Giants Position Preview: Wide Receivers

Posted Jun 7, 2016 takes a closer look at the depth at wide receiver: 

Eli Manning is coming off two of his best statistical seasons, throwing for 8,842 yards and 65 touchdowns in that span.

Someone had to be on the other end.

For the most part, it was wide receiver Odell Beckham Jr., who recorded the most yards receiving through a player’s first two seasons in NFL history. But with Dwayne Harris proving he’s more than a return specialist, Victor Cruz trying to return by training camp, and rookie Sterling Shepard looking to make an impact as a second-round draft choice, it could prove to be the deepest unit on the team in 2016.


Continuing our position preview series on, today we look at the wide receivers. First, here’s a recap of the roster movement at the position, and keep in mind that the Giants kept six wide receivers when the initial 53-man roster was set last September.

Arrivals: Sterling Shepard, Kadron Boone, Anthony Dablé, Donte Foster, Roger Lewis, K.J. Maye, Darius Powe

Departures: Rueben Randle

Returning: Odell Beckham Jr., Victor Cruz, Dwayne Harris, Myles White, Geremy Davis, Tavarres King, Ben Edwards (reserve/injured)

When coach Ben McAdoo came in first as the offensive coordinator in 2014, the Giants jumped from 19th in passing to seventh, an increase of 43 yards per game. In 2015, they remained seventh but improved from 267 yards per game to 272.

In that time, Beckham exploded onto the scene as the AP NFL Offensive Rookie of the Year in 2014 and proved he wasn’t a one-hit wonder, becoming one of the most dynamic players in the league. With 96 receptions for 1,450 yards and 13 touchdowns last season, Beckham now has 187 catches for 2,755 yards and 25 touchdowns in 27 career games while making the Pro Bowl both years.


Even though McAdoo moved to the head chair, this will be the third season of the same offense with Mike Sullivan, formerly the quarterbacks coach, now serving as the coordinator. That comfort level will only help Beckham in a system that moves him around in different spots to find mismatches.

“I think now he can handle all of that,” Manning said. “We put him in different routes and make sure he’s doing them correctly. I think there’s an understanding of the offense, of how things are supposed to go and the timing of things. I think that third year he should start really picking up on that.”

If that’s the case, it’ll be another record-setting year for Beckham and the entire offense.

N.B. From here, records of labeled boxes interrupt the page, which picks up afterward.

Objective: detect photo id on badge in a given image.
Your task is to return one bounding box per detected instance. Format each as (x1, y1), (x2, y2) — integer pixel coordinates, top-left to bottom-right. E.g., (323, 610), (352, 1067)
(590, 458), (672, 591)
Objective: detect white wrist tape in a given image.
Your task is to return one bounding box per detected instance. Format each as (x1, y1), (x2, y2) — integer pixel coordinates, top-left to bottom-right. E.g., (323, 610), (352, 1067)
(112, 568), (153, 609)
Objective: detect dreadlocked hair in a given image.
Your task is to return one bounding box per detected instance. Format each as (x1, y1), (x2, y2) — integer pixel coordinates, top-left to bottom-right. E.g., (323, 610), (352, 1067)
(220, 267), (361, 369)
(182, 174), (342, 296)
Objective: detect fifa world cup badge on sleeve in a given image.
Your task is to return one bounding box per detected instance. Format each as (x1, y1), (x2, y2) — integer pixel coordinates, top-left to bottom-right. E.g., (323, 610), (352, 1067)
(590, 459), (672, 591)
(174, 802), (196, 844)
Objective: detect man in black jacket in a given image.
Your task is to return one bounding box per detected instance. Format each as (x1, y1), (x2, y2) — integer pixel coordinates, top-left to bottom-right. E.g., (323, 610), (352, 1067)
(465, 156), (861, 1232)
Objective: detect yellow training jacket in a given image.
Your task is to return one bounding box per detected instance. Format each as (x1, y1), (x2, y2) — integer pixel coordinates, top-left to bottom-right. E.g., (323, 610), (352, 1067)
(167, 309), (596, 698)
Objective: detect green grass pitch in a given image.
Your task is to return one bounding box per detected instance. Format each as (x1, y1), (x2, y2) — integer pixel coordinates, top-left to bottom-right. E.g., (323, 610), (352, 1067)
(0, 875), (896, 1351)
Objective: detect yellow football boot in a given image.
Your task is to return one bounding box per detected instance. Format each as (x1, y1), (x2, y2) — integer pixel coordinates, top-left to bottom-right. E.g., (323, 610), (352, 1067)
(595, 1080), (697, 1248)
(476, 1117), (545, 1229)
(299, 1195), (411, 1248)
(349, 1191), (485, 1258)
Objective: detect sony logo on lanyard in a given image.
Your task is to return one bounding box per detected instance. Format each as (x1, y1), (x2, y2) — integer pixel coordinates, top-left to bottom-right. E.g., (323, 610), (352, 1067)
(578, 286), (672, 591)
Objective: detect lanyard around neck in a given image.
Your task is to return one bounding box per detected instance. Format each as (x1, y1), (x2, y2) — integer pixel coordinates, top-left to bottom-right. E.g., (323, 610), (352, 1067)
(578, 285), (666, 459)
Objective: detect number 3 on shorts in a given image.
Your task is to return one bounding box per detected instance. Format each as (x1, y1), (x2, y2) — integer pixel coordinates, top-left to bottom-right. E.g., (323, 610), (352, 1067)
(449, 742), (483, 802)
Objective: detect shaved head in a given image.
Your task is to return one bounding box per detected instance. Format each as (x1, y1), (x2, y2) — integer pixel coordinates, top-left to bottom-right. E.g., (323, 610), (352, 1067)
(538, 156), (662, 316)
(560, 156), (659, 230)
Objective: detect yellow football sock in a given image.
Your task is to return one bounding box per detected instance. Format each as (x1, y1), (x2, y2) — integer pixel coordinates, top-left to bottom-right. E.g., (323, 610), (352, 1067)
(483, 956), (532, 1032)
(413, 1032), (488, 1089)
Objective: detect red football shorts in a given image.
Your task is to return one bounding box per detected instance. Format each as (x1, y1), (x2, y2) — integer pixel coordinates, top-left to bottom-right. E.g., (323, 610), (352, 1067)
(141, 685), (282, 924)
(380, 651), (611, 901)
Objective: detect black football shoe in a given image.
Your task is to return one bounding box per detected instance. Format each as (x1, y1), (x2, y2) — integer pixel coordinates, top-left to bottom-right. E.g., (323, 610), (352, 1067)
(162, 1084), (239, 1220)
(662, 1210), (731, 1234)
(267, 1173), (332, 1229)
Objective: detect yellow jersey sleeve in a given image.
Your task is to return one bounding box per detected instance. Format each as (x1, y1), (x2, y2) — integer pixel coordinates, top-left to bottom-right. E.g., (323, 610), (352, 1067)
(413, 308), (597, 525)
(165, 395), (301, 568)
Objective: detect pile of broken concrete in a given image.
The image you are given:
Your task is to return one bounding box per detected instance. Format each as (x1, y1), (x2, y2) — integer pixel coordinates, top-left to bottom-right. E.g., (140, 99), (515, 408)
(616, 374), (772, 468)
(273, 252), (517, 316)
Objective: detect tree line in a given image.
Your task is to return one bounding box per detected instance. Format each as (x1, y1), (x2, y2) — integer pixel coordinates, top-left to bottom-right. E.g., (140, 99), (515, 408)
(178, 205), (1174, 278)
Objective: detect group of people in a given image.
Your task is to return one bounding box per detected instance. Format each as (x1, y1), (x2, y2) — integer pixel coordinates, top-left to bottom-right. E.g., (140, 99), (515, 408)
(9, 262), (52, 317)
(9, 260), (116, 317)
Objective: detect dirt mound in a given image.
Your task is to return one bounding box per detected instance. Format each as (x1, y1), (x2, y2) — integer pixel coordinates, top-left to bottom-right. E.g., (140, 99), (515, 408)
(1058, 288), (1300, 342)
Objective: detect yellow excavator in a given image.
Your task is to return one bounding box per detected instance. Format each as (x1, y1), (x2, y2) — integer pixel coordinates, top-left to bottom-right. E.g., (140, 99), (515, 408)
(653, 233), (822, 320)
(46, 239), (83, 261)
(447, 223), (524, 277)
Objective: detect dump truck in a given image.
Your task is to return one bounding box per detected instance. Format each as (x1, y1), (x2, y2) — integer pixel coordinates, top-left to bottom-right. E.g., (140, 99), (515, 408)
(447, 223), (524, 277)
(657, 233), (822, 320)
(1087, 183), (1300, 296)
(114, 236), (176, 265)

Meanwhile, the Giants moved on from Rueben Randle, who signed with the rival Eagles as a free agent. In four seasons, the former second-round draft choice notched 188 receptions for 2,644 yards and 20 touchdowns. Cruz is itching to fill that void after not being able to play in a game since October of 2014 due to injuries. Last week, McAdoo said Cruz is progressing but is in a “holding pattern” until they see what he can do when training camp rolls around on July 28.

Harris, in addition to two return touchdowns, recorded career highs in catches (36), receiving yards (396) and touchdown receptions (four) in his first season with the Giants. Myles White, who scored his first career touchdown in 2015, and Geremy Davis, last year’s sixth-round choice, also return for another season and have flashed at times during organized team activities.

The same goes for some of the rookie receivers.

Shepard, who caught 233 passes for 3,482 yards and 26 touchdowns at Oklahoma and was a semifinalist for the Biletnikoff Award in 2015, is hearing his number called more and more as he continues to learn the playbook. This week, McAdoo said that every player makes mistakes, but Shepard “doesn’t seem like the guy that is going to repeat that mistake.”

From the undrafted ranks, rookies like Roger Lewis have stood out from time to time, making the wide receiver competition that much tougher heading into the summer. McAdoo was asked what he looks for in his young receivers as they jockey for more reps.

“Probably most importantly is if they can digest the information, not repeating mistakes,” he answered. “That is an important part of the learning process for us. They have to be able to play fast, drop their weight, push out of breaks so they can create separation. If you can’t drop your weight and push out of breaks, it is tough to separate in this league. It doesn’t matter how fast you are, they need to be able to detail the way they catch the ball. They need to be able to pluck it away from their eyes and their body and do it on the front end of the ball.”